1. A chronological viewpoint on the distribution of film releases across time is offered by the time series plot that represents the years of movie releases. The representation of a single year for each dot in the dataset facilitates a visual comprehension of the temporal patterns contained in the data. 2. Looking at the graph as a timeline reveals how the years that the dataset covers have changed in terms of movie release dates. This graphic provides information about the ups and downs of the film industry, emphasizing times when business is more or less active. 3. Although the graph shows discrete points for each year, the general pattern shows trends in the years that films have been released. The distribution of dots can be used to pinpoint times when the film business was growing, stagnating, or declining. This information can be used to analyze cultural trends and the dynamics of the industry as a whole.

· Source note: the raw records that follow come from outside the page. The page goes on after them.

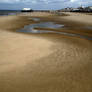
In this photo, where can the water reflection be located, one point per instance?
(30, 29)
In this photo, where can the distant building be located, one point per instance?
(27, 10)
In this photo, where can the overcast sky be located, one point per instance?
(42, 4)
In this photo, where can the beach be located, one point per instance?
(45, 62)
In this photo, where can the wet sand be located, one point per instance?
(42, 62)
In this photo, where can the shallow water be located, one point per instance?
(35, 19)
(30, 29)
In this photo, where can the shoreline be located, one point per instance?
(43, 62)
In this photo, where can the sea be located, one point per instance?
(9, 12)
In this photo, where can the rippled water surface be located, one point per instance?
(31, 29)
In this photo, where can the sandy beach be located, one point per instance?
(45, 62)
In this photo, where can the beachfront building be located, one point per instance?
(27, 10)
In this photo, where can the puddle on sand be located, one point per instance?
(30, 29)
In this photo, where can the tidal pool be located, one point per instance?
(31, 29)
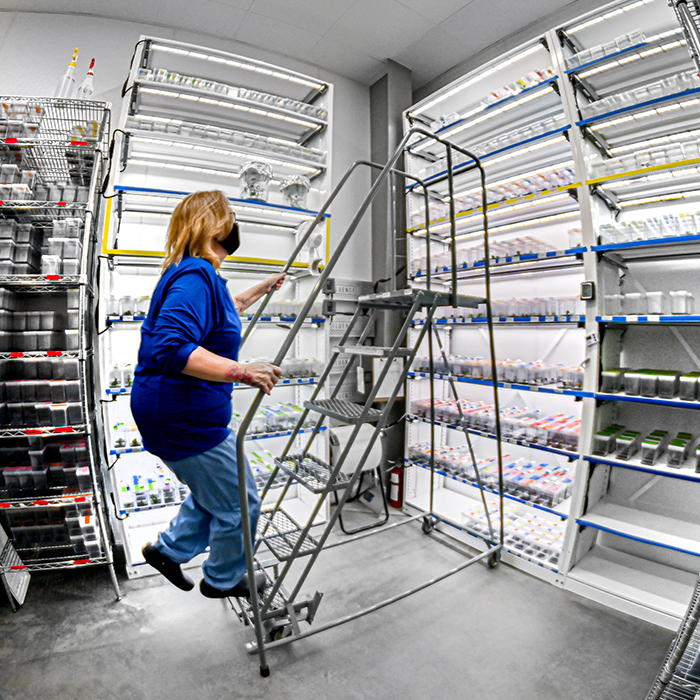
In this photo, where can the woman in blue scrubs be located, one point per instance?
(181, 395)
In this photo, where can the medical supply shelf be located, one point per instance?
(503, 262)
(544, 388)
(477, 321)
(640, 105)
(69, 165)
(685, 472)
(191, 118)
(608, 566)
(457, 169)
(560, 511)
(634, 553)
(480, 433)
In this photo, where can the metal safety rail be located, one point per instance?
(679, 678)
(276, 613)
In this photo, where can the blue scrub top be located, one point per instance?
(177, 415)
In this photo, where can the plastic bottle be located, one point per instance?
(86, 88)
(67, 84)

hist(ts_release_years, breaks = 20, col = "skyblue", xlab = "Release Year", ylab = "Frequency", main = "Histogram of Movie Release Years")

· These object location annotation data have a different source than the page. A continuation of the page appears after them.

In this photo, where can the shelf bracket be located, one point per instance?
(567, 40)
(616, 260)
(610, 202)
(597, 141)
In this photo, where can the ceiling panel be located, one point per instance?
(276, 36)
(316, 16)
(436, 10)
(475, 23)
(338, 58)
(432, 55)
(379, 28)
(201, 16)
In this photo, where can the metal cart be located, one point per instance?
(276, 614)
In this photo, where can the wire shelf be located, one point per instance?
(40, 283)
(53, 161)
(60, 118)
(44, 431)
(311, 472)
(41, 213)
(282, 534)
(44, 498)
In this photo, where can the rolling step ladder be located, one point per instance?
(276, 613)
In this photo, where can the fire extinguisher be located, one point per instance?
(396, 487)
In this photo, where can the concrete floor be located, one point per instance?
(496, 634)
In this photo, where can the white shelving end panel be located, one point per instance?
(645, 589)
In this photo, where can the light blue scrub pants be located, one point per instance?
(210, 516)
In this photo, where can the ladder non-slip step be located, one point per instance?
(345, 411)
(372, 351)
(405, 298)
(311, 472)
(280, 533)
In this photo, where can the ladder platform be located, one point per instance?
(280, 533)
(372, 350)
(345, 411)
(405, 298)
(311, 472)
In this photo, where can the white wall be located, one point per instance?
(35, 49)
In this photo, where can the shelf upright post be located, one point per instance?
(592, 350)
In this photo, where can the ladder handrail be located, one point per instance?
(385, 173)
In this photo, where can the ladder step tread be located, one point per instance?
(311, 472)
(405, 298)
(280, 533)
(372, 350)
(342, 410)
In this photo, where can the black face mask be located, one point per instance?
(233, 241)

1. The frequency distribution of film releases throughout various years is clearly shown by the histogram of movie release years. A visual evaluation of the distribution and density of movie releases throughout time is made possible by the bars, each of which reflects the number of films released in a specific year. 2. Patterns in the density of movie releases within particular time periods can be identified by looking at the height and width of each bar. Peaks, or groups of bars, show years when there were more movie releases concentrated in one area, while valleys show times when the business was less active.

3. Examining the histogram offers information about past variations and patterns in the film industry. Distribution peaks could correspond with important industrial turning points, cultural occurrences, or changes in audience tastes, whereas distribution valleys might represent times of economic recession or changes in production priorities.

smoothed_data <- lowess(time(ts_release_years), ts_release_years)

plot(ts_release_years, type = "n", xlab = "Year", ylab = "Release Date", main = "Scatter Plot with Lowess Smoothing")
points(time(ts_release_years), ts_release_years, pch = 19, col = "blue")  # Scatter plot
lines(smoothed_data, col = "red")  # Lowess smoothed line

1. A red smoothed line and blue points show the years of movie releases in a scatter plot with Lowess smoothing. Finding patterns and trends in the data is made easier with the help of this visualization, which helps comprehend the general trend in the years that movies have been released. 2. By reducing any abnormalities or oscillations in the data, the Lowess smoothed line helps to show the underlying pattern in the years of movie release more clearly. The visualization improves interpretability and makes it easier to identify long-term patterns by reducing noise in the dataset. 3. Over the course of the dataset, changes in the direction and size of movie release years can be identified by looking at the trajectory of the smoothed line. The smoothed line’s peaks and troughs show times when movie output rose or fell, providing historical patterns and variations in the motion picture business.